MANCANZA DI PROSPETTIVA – Sempre secondo la consigliera Melito e il Capogruppo Raccio, quella che sarebbe mancata è l’attenzione all’intero intervento, comprese le opere pubbliche previste: “Mentre tutte le attenzioni dei competenti uffici amministrativi e politici municipali sono stati impegnate sulle questioni del Fosso, sono state avviate le realizzazioni edilizie relative a 5 palazzi di otto piani nell’area dell’I-60 e nelle prossime settimane saranno avviati altri cantieri – sottolineano – Tutto questo sta avvenendo senza che veda la luce nessuna delle opere pubbliche previste nell’intervento, oltre al grande intervento per il Parco di Tor Marancia anch’esso fermo a causa di un sequestro.
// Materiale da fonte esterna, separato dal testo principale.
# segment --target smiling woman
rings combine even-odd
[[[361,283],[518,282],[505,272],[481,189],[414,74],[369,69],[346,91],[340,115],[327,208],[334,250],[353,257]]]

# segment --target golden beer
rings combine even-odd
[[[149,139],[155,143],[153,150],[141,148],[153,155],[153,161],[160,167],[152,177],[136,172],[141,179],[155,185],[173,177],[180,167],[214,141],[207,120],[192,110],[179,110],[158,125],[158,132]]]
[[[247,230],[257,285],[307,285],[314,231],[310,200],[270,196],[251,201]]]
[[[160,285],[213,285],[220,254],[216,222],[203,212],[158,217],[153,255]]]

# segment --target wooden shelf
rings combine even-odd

Riteniamo che le azioni del municipio oltre a portare avanti la legittima, ma forse sterile alla luce dei fatti di oggi, battaglia sull’ipotetico Fosso, dovrebbero occuparsi di mettere in atto tutte le azioni necessarie per dare ai cittadini, al più presto, i servizi pubblici e le infrastrutture previste che devono essere realizzate dai privati – concludono Melito e Raccio – Mentre il presidente continuerà nelle sue battaglie personali insieme all’assessore Miglio, il PD avvierà una azione perché sia garantita la realizzazione di tutte le opere pubbliche previste e in particolare siano riavviate al più presto le attività per la realizzazione del parco di Tor Marancia”.
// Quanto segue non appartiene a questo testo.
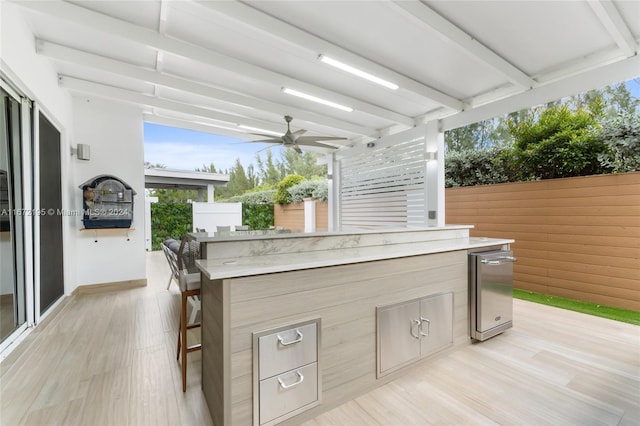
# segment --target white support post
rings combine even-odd
[[[335,154],[327,155],[328,175],[328,230],[340,230],[340,162]]]
[[[427,226],[442,227],[444,220],[444,133],[439,122],[431,121],[426,125],[426,179],[425,215]]]
[[[316,200],[304,200],[304,232],[316,232]]]
[[[213,184],[207,185],[207,203],[213,203]]]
UNA VITTORIA DEI CITTADINI – Sono poi i Consiglieri Capitolini del M5S, a parlare ancora una volta di una ‘vittoria dei cittadini’, con un vincolo che “rappresenta la conferma che nel progetto I-60, riguardante le palazzine al posto del verde a ridosso del Parco dell’Appia Antica, c’è qualcosa di marcio – seguitano i penta-stellati – Quella dell’I-60 è una battaglia cominciata nel 2008 e portata avanti da comitati e associazioni, inascoltati fino ai sequestri dello scorso anno. Il M5S, con i suoi parlamentari, consiglieri regionali e comunali, guidati dai consiglieri dell’VIII Municipio, ha affiancato da subito i cittadini in questa importante battaglia depositando mozioni, interrogazioni ed esposti all’Autorità Giudiziaria”. La stoccata dei Cinque Stelle è tutta per l’Amministrazione Capitolina, nonostante dall’Assessorato all’Urbanistica si sia ribadita la correttezza del’intervento: “Ora Marino e Caudo non hanno più alibi: devono fermare il cantiere, riprendere in mano il progetto, che così com’è viola il vincolo e finalmente fare gli interessi dei cittadini”.
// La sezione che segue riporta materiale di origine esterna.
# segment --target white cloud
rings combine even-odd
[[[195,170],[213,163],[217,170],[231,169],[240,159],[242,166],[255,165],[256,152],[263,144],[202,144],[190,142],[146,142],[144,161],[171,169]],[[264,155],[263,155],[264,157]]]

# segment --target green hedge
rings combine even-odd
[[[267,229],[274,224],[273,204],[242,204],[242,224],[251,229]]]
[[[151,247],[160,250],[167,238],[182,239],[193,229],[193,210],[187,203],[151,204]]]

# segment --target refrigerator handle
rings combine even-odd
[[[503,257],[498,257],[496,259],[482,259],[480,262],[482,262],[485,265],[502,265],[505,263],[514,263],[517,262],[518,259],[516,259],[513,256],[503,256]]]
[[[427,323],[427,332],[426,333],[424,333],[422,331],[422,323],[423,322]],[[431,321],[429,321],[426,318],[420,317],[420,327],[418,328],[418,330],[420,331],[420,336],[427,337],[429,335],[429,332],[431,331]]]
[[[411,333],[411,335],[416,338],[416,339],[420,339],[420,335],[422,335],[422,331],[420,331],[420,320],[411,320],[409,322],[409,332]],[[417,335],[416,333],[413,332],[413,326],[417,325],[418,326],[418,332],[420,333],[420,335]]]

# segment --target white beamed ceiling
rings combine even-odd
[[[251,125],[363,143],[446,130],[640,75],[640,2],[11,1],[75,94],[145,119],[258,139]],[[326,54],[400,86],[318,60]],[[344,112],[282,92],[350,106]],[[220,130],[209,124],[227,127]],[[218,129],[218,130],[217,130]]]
IL RAPPORTO CON IL TERRITORIO – Dal territorio e dall’Associazionismo i ringraziamenti e il plauso per il lavoro svolto sono unanimi: “Nulla sarebbe potuto accadere senza i comitati dei cittadini – ha detto Annalisa Cipriani di Italia Nostra – Un valore enorme in questo municipio contro una filiera di procedure in deroga alla legge”. “È amareggiante vedere come soltanto i cittadini e le amministrazioni virtuose riescono a portare avanti i valori del territorio, del paesaggio e della qualità della vita – seguita l’Avv. Montini della stessa Associazione – Un Fosso importante di 4,5 km che è sempre stato cartografato sin dal 1574 con le carte di Eufrosio e poi con quelle di Gregorio XIII, cancellato per gli interessi della speculazione edilizia. È la filiera amministrativa e politica che deve essere l’argine degli interessi economici, se questo non avviene sono i comitati e le associazioni che si assumono un ruolo di supplenza dello Stato che non gli appartiene”. La portavoce del Comitato Stop I-60, Giuseppina Granito, è intervenuta per segnalare come questa sia “una grande vittoria che apre una piccola speranza di invertire la rotta e di interrompere il cammino di queste strane filiere. Dobbiamo riconoscere come cittadini che l’istituzione di prossimità è stata vicina, cosa che sovente non accade. Noi saremo vigili, bisognerà rimettere in discussione la Convenzione, perché i cittadini con le proprie risorse hanno combattuto e non sempre la città può essere modellata sul volere di chi detiene il potere economico”.